In The Comedienne’s Guide to Pride, seventeen-year-old Taylor has all the usual senior dilemmas—plus one exceptional one: she’s a lesbian comedian who hasn’t come out as a lesbian—or a comedian.
Taylor’s mother, once a rising comic herself, gave up her career when she became pregnant. And Taylor’s touring comedian father left them for a younger woman. Taylor worries how her mother will react to her desire to follow in her doomed footsteps.
A wild dream comes true when Taylor learns she’s a finalist for a diverse writers’ internship at Saturday Night Live, but the news also starts a countdown clock on revealing her twin secrets. Helping her crush—an out-and-proud fellow senior, Charlotte—with a school project adds even more fuel to the fire. Before Taylor can risk being accepted by others, she’ll have to learn to accept herself.
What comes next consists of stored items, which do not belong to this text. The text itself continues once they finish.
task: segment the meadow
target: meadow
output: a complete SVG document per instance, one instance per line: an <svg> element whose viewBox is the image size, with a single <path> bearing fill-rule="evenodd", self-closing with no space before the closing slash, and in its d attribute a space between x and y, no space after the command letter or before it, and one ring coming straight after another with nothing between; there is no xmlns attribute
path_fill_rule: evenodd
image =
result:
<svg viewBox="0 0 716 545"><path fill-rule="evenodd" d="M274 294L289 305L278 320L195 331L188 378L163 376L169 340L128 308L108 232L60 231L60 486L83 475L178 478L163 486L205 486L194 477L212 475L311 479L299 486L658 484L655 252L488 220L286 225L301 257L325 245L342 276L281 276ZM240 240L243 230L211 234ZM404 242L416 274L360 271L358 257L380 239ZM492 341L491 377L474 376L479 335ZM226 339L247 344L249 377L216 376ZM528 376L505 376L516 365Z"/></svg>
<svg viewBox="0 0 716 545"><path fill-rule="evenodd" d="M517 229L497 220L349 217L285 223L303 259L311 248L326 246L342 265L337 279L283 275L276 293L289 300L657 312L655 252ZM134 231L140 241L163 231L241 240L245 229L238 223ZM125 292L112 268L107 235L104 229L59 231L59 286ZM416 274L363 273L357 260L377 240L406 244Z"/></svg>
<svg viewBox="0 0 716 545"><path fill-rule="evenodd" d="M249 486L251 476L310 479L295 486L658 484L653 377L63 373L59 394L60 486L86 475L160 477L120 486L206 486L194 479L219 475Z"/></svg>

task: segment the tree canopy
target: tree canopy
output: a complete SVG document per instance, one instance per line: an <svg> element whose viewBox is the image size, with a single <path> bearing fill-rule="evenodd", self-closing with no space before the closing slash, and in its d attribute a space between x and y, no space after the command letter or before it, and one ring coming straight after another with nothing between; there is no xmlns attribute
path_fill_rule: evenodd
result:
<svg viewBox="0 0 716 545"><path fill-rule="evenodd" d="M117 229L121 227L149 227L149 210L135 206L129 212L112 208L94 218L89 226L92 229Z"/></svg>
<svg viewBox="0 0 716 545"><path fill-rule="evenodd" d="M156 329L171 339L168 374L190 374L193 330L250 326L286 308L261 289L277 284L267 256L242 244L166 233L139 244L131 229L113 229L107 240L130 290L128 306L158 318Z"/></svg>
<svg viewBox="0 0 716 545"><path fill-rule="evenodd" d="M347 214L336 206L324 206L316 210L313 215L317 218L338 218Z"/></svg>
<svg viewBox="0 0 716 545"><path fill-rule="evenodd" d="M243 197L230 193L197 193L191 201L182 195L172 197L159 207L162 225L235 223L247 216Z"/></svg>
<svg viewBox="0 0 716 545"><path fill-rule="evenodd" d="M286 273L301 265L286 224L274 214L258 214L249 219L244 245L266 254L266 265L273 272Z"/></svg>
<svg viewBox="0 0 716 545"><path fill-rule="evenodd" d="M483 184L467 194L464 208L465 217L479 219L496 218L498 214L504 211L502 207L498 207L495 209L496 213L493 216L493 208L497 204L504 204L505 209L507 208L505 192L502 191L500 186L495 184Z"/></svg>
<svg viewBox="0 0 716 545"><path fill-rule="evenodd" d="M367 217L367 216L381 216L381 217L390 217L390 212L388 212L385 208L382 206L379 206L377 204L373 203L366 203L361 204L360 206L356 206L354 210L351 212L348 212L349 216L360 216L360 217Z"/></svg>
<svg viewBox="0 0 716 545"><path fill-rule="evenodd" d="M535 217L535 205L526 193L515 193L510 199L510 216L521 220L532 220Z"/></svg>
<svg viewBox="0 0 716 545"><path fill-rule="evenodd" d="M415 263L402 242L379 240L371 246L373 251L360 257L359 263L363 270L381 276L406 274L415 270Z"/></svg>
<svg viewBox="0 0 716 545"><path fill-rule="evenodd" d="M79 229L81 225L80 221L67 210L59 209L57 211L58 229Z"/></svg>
Salem, Massachusetts, is the unexpected setting for this coming-of-age comedy, and its quirks and absurdities prove to be the perfect backdrop. “Conveniently, since 2010, we’d been direct descendants of Bridget Bishop,” Taylor says of her mother’s decision to move to Salem and open a bed and breakfast. Taylor finds respite at Salem’s Museum of Witchcraft, where she pines for Charlotte, watching her spellbinding portrayal of Abigail Williams in reenactments.
The most wicked thing about the book, however, is its sense of humor: Taylor’s one-liners and blunt observations are biting and clever, though she also employs jokes as a shield and a safe haven. Her insecurities lead to harsh judgments of herself and others; Charlotte’s easy confidence serves as a useful foil along Taylor’s journey to self-acceptance.
Wrapping a coming out in a coming-of-age, The Comedienne’s Guide to Pride is a sweet, funny take on a familiar young adult plot.